Trust in Azef as the "great practitioner" grew. And his main, if not the only practical talent was that he did not fall into the hands of the political police. This advantage did not belong to his personality, but to his profession; but it was credited to his skill, resourcefulness and endurance. According to the reviews of the "fighters," “Azef did not even know what fear was." Hence their admiration for Azef, who in their eyes personified the ideal of a "fighter", as did the Combat Organisation as a whole in the eyes of the rest of the party. Then everything went almost automatically. Those who committed an assassination attempt with the assistance of Azef perished – also with the assistance of Azef; but a glare of the accomplished remains on Azef, as on an elusive organiser and leader. Abroad, in the leading circles of the party in he field of ideas, Azef, according to the commission's account, "appeared like a meteor, appeared surrounded by a halo of exploits, the details of which very few were privy to."

He extradited those who opposed him or worked besides him; it was a natural, almost reflexive gesture of self-defence; and as a result – the Azefian authority grew in both camps. After too many extraditions, he – perhaps with the knowledge of his closest partners on the right – allowed such terrorist acts to be committed, which were supposed to strengthen his position in the face of his partners on the left. This again freed his hands to fulfill his police duties. He betrayed, and behind his back worked his superiors, directing all their efforts to keep their "employee" and cover his tracks. And the spy rose upward with an almost fatal force.

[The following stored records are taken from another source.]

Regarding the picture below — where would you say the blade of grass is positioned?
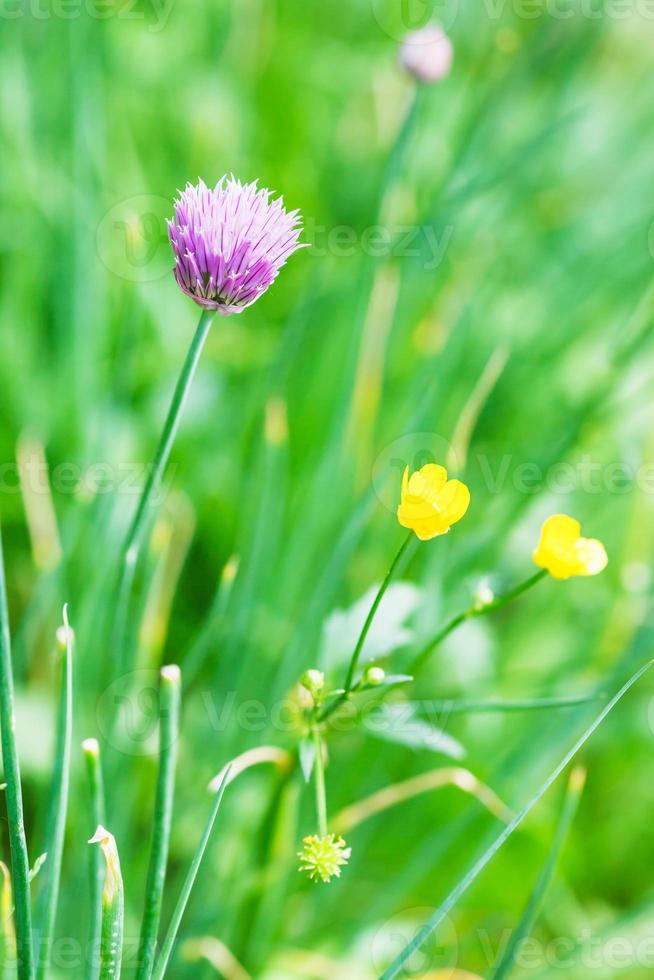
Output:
[152,769,229,980]
[0,535,34,980]
[89,826,125,980]
[136,664,182,980]
[36,606,73,980]
[381,660,654,980]
[489,766,586,980]
[82,738,106,980]
[429,694,601,715]
[0,861,16,980]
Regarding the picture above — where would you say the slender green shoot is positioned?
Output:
[82,738,107,980]
[89,826,125,980]
[111,310,214,669]
[429,693,602,717]
[410,568,548,671]
[36,606,73,980]
[153,767,231,980]
[0,535,34,980]
[380,660,653,980]
[0,861,16,980]
[319,531,417,721]
[312,728,327,837]
[489,766,586,980]
[137,664,182,980]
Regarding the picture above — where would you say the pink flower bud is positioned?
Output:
[400,24,454,84]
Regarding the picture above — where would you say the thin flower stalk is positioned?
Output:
[311,726,327,837]
[0,861,16,980]
[410,569,547,671]
[89,826,125,980]
[0,536,34,980]
[137,665,181,980]
[82,738,107,980]
[152,769,230,980]
[319,531,414,721]
[111,310,214,669]
[36,606,73,980]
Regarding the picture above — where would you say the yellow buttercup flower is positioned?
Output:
[397,463,470,541]
[534,514,608,579]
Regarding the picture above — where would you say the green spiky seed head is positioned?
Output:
[298,834,352,884]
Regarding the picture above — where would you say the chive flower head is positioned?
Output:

What has been said does not need to be understood in the sense that Yevno Azef, did not enter with any side of his personality the game of impersonal political forces that made him a historical figure. It means that there was something in him that set him apart from the ranks of the Judases, who are no less vile, but even more insignificant. More self-confident bluntness, greater cunning, a higher public rank (an engineer graduated abroad), all this was necessary for Azef so that the teeth of the terrorist and police gear wheels had something to cling to in this human figure and raise it to such a height of horror and disgrace. But the solution to this amazing fate is not in the figure itself, but in the structure of the gear wheels and in their coupling. The shocking is in Azefism, not in Azef. The "greatest provocateur" has nothing demonic in him – he was and remains a scoundrel tout court.

1 The Russian word „жид“ (zhid) is both a pejorative word for „Jew“ – the normal term is „евре́й“, „Hebrew“ – and for „penny-pincher“. - Translator

2 About Menshchikov see in this volume the articles "Literature of Disappointed Fellows" and "Harting and Menshchikov". – Ed.